5 – A caixa-preta revela que o manete de comando estava em posição errada, o que acelerou o Airbus, em vez de freá-lo (no mesmo dia, o avião tinha passado por rápida manutenção em Congonhas: o problema da turbina fora detectado, mas a inspeção só durou 20 minutos).

6 – A TAM é reincidente em tragédias mal explicadas. Ali mesmo em Congonhas, em 1996, na outra cabeceira da pista, um Fokker 100 também com problemas no reverso caiu sobre casas e matou 99 pessoas.

A lista de erros pode ir ao infinito, deixando no ar a consistente dúvida: o vôo TAM 3054 foi uma exceção de triste memória ou é a regra geral na aviação comercial brasileira? Acusado, de cara, de ser um dos responsáveis pelo chamado “apagão aéreo” (que deu em CPI para que os atores da oposição pudessem brilhar, desta vez em macabro pano de fundo), o governo federal acabou fazendo o mais sincero e assustador diagnóstico, pela voz de ninguém menos do que o próprio Lula. “O sistema está em metástase”, disse o presidente da República.

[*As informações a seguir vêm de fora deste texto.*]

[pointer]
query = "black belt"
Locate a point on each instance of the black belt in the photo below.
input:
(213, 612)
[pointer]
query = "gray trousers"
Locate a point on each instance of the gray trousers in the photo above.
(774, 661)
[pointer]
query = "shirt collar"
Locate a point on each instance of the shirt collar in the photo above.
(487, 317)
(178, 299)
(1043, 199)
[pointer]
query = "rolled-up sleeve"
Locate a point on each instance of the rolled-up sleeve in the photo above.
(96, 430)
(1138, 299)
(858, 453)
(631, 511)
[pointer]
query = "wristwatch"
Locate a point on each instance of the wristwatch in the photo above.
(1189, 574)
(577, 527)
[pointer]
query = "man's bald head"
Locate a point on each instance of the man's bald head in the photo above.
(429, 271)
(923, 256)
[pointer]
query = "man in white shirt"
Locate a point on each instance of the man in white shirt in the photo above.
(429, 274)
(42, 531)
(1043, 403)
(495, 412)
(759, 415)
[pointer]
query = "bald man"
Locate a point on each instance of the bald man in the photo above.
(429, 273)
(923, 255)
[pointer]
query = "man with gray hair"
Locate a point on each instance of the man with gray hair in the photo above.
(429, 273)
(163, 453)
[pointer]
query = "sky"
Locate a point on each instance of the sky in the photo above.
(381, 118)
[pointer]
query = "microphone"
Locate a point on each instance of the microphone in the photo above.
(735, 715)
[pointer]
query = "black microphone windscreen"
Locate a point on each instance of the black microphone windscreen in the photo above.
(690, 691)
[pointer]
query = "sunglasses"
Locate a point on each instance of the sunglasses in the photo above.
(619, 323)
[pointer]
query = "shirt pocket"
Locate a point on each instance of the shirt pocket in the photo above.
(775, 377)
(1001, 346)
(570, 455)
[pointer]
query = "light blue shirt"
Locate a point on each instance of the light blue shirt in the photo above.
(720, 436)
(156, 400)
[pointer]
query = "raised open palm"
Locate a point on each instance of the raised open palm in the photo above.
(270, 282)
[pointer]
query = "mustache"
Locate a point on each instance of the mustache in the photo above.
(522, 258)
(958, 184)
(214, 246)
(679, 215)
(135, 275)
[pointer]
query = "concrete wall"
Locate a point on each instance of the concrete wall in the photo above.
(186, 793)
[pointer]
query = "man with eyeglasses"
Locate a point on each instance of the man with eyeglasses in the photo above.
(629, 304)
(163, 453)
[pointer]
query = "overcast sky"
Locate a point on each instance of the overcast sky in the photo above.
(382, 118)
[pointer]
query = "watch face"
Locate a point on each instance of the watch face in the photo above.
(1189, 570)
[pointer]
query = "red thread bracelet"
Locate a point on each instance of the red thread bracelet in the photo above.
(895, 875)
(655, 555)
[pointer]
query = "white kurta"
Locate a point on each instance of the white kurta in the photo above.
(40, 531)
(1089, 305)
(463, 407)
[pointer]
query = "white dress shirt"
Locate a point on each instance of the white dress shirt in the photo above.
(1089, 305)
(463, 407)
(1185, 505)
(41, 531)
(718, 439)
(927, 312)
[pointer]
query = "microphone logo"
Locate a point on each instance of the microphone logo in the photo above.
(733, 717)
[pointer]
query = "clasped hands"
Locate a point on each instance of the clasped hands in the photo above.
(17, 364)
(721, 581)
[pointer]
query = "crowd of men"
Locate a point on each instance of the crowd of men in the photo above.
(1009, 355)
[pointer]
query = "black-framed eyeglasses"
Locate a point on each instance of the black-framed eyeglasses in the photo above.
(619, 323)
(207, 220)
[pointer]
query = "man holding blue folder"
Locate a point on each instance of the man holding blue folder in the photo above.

O sistema inclui: o Ministério da Defesa, o comando da Aeronáutica, a Infraero (que administra 66 aeroportos e 32 terminais de carga), o Departamento de Controle do Espaço Aéreo (responsável pelos Cindactas, a rede que teoricamente zela para que aeronaves não se choquem em pleno vôo), o Conselho de Aviação Civil (que assessora a Presidência de República), o Centro de Gerenciamento de Navegação Aérea (CGNA, o fórum que reúne governo, companhias e Aeronáutica). É muita sigla para pouco desempenho.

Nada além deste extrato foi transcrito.